C’est un travail énergivore : chaque enfant doit faire face à ses propres problèmes. Après dix ans, j’ai eu l’impression de me heurter à mes propres limites. Je faisais ce que je pouvais, mais cela ne me paraissait jamais suffisant. Je voulais aller plus loin. L’encadrement parental, par exemple, ne fait pas partie de nos compétences, un vide que j’aurais adoré pouvoir combler. Il m’en fallait plus, j’avais besoin d’élargir mes connaissances sur le sujet afin d’aider davantage les enfants. Je voulais m’imprégner de leur vécu, comprendre leurs problèmes ainsi que ceux de leurs parents.

J’ai donc décidé de reprendre mes anciennes études. J’ai opté pour une école supérieure qui dispense des cours deux jours par semaine, de 13 h à 21 h. La formation est très pratique et répond à mes exigences. Seule difficulté, mes camarades ne partagent pas tout du tout la même vision de la société que mes collègues. La formation est fournie par VIVO, un organisme qui encadre les personnes du secteur social. Concrètement, je ne dois pas travailler pendant mes études. Je suis toujours considérée comme employée, je perçois encore mon salaire et, en parallèle, un remplaçant rémunéré par l’organisation a été nommé pour assurer mes fonctions.

La pression de la reprise

Reprendre les études n’est pas facile. Je subis beaucoup plus de pression. Je ne veux pas échouer étant donné que mes études sont en partie financées par l’organisme. Mais mon travail semble porter ses fruits et mes résultats sont à la hauteur de mes exigences. Entre-temps, j’ai eu un bébé ! Après avoir accouché, je me suis accordé un break de 6 mois pour prendre soin de ma famille.

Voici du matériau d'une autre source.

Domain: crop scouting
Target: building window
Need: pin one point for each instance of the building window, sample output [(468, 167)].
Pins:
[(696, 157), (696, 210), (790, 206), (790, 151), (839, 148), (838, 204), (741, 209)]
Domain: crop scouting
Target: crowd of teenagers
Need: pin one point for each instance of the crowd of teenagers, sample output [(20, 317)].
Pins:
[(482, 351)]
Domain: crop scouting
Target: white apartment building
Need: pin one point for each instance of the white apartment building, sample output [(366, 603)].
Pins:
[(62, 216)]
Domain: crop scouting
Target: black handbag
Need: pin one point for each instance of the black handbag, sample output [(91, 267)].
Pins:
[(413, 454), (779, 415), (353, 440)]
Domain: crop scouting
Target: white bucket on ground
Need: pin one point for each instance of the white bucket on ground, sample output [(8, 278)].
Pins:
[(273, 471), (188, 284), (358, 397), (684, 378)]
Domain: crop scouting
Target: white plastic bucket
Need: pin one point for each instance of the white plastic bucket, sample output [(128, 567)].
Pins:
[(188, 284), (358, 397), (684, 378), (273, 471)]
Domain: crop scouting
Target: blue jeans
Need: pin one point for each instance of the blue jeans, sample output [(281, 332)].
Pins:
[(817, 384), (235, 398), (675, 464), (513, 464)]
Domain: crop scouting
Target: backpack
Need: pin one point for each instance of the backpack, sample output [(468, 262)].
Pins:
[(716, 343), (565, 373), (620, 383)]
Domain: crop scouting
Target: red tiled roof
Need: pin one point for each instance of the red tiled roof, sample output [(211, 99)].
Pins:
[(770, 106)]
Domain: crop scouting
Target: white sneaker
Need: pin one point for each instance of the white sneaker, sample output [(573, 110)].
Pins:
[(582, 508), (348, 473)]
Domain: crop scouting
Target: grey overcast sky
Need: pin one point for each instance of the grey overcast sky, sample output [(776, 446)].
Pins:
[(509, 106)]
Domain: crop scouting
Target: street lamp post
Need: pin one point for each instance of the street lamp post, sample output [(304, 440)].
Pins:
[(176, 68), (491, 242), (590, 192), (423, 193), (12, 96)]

« Je ne regrette pas d’avoir repris le chemin de l’école. »

En février, je commencerai mon dernier semestre. J’espère pouvoir terminer mes études en juin prochain. Ensuite, j’aimerais revenir sur mon lieu de travail, tout en exploitant mes nouvelles compétences afin d’aider au mieux les enfants ainsi que leurs parents. Quoi qu’il arrive, je ne regrette pas d’avoir repris le chemin de l’école. Cette décision était mûrement réfléchie, je n’aurais pas été épanouie si j’avais dû continuer ainsi. Aujourd’hui, je me sens différente, enrichie et, surtout, plus légitime. Je suis plus à l’aise dans mes baskets et je réalise que mon point de vue compte. »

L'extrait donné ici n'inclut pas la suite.